Analyses were made at the Institute chemistry laboratory over 2 dairy seasons of 900 composite milk samples prepared for routine fat testing at 2 dairy factories and held at ambient temperature. The composites, which were preserved with mercuric chloride, frequently had high free fat acidities and high bacterial and mould counts.

At one factory, where the composites were sampled at 85−90 °F, the samples contained incompletely dispersed fat.

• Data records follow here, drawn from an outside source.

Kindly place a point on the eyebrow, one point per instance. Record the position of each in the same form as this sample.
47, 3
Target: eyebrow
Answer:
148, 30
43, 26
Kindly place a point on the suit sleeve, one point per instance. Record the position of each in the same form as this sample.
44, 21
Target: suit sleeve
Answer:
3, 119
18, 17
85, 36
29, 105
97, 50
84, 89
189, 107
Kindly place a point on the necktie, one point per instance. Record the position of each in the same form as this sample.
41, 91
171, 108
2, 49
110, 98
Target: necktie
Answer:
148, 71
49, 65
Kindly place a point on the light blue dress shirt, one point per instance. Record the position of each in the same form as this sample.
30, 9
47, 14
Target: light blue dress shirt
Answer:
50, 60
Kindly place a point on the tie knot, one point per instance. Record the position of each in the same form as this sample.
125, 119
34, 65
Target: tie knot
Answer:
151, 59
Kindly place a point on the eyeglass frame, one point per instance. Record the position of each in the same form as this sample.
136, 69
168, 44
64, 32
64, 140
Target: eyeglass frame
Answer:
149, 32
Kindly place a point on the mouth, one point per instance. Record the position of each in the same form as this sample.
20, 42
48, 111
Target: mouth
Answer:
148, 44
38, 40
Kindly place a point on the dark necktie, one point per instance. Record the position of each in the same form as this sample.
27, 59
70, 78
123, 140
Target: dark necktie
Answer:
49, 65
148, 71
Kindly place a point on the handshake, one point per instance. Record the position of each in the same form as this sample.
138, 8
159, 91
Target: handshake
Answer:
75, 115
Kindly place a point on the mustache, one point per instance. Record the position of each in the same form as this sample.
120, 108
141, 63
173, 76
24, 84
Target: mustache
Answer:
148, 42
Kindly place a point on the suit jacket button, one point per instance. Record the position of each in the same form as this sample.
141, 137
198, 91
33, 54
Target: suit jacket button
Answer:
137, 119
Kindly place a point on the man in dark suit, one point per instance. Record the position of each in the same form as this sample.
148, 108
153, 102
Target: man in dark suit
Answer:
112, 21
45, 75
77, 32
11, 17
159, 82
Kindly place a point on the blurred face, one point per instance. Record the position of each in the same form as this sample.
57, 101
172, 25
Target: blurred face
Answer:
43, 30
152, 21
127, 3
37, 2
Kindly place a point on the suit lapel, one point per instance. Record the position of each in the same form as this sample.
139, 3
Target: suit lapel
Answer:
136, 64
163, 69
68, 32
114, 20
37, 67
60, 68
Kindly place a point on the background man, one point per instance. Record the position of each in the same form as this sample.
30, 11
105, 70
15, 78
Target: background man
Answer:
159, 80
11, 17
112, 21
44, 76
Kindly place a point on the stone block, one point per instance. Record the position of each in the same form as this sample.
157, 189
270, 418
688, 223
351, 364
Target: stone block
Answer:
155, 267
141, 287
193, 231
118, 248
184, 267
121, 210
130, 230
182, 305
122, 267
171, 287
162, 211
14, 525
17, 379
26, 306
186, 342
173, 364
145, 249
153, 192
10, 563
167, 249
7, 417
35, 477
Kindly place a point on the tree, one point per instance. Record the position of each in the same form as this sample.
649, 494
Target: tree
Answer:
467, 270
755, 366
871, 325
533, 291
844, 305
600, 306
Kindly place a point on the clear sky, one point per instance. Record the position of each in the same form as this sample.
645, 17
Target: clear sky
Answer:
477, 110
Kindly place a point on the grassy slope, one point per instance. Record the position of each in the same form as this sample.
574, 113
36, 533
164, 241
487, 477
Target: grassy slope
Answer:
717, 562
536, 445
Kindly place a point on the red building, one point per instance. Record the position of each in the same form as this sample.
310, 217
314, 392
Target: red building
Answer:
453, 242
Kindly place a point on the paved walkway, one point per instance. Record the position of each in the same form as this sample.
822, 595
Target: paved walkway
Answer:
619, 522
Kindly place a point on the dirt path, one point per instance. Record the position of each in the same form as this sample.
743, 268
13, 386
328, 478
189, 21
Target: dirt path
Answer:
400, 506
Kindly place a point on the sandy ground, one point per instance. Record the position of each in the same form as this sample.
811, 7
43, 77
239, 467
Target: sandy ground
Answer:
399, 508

Werner Schmid fat values for 83 milks pipetted immediately after factory sampling were lower on average by 0·084±0·089% than values obtained for the same samples after high-speed mixing at 115°F. At the other factory, where the samples were mixed at 98–103°F, Werner Schmid tests on 56 milks showed a corresponding difference of only 0·033±0·047%.

For 273 factory composites, mixed at high speed, results by the Babcock test and by the Gerber test averaged, respectively, 0·015±0·019% and 0·059±0·054% higher than those by the Werner Schmid test.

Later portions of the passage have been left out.